We look down Menenstraat towards the center of Ypres from the same position at Menin Gate 100 years apart. Behind us, the street crosses the rampart and moat of the old fortifications and leaves the town towards Menen.
Narrow, three-story brick houses line the cobbled street. It leads to the famous Gothic cloth hall – only 200 m away but hidden from our view by the slight bend in the street. It is a scene in a typical medieval Flemish town. Today cafés and bars alternate to occupy the ground floor of the brick buildings with the odd Belgian chocolate shop sprinkled in between.
What seems to indicate continuity in this view is deceptive however. Centuries-old buildings in a small, sleepy country town in Flanders is not what we are looking at today.
Ypres is not your average Flemish country town and Menin Gate not a random street corner to indulge in picturesque architecture.
Looking down Menenstraat again in 1919 gives us an idea why.
Half a year after our first picture was taken, Ypres found itself on the Western Front of what would be called the Great War. The German army occupied the hills outside the town and their artillery fire reduced the medieval city to ruins.
The British army held Ypres during the years of the war. They died in the Ypres salient by the hundred thousands – just as the opposing German soldiers. Most of them are buried in cemeteries, dotting Flanders fields today just like the poppies on the fresh graves in John McCrae’s poem.
The devastation delivered by artillery, poison gas, mines and machine guns left many corpses beyond recognition or simply missing altogether.
To commemorate them, the British government built the Memorial to the Missing at Menin Gate. It was completed in 1927 and it is this hall-like structure that frames our current view down Menenstraat.

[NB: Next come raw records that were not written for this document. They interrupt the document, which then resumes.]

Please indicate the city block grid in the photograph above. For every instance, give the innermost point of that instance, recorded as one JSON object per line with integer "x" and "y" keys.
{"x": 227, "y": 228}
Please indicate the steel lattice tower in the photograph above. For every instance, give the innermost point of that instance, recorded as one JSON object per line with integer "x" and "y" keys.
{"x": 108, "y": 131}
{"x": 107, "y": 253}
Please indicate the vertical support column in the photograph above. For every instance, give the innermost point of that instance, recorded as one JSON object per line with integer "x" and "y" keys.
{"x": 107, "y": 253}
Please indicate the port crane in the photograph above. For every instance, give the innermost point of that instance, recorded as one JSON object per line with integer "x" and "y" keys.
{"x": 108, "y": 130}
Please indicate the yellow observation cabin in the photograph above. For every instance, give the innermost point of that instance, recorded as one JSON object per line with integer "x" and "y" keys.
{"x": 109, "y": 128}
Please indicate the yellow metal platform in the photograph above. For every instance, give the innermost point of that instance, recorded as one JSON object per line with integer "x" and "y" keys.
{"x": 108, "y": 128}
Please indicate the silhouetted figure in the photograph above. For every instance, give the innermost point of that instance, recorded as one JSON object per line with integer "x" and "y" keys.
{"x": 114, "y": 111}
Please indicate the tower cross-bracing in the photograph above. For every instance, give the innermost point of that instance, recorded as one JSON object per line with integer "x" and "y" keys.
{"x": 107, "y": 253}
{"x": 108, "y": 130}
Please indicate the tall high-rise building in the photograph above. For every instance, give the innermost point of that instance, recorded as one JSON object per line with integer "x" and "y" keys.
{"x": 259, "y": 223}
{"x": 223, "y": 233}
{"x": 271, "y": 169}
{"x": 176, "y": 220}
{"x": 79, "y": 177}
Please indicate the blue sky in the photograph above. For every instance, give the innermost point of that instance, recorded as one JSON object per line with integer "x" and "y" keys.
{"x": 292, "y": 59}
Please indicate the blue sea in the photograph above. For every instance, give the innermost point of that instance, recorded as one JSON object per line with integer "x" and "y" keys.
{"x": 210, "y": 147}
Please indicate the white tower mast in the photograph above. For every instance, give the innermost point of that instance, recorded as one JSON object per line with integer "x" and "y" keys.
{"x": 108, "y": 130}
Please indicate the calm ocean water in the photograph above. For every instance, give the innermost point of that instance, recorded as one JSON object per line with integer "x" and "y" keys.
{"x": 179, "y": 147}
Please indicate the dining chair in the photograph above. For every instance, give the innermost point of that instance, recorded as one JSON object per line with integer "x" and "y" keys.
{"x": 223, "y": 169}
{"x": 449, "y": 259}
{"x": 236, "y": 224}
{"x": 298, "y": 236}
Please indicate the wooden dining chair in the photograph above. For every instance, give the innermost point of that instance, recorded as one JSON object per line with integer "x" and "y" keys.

Ypres not only looked into the abyss of war, it was in the middle of it and returned.
The old buildings were reconstructed and almost fool us today for being original.
Life came back to Ypres and remembering the horrors of war became a new tradition. The restored cloth hall now houses the excellent ‘In Flanders Fields‘ museum and Menin Gate is one of several somber memorials to futile death in the Ypres salient.
Menin Gate speaks to us silently most of the time. It does that by the sheer weight of the almost 55,000 names on its walls. Everyday at 20:00 however, Menin Gate changes character.
The street is blocked off by the local police, buglers appear, march in position and play ‘Last Post‘ inside Menin Gate. It is a brief yet very moving ceremony. After a few minutes the buglers salute, march off and hop on their bikes to cycle home.
The Last Post Association is a local Ypres organization that holds this ceremony every day since 1928. More than 31,000 Last Posts have been played at Menin Gate.
The ceremony started to commemorate the sacrifice of British soldiers in defending Ypres. Today it evolves to include all soldiers on both sides of no man’s land.
The Great War never left the Ypres salient but today it is the shared heritage of a united Europe and no longer one of personal and national suffering.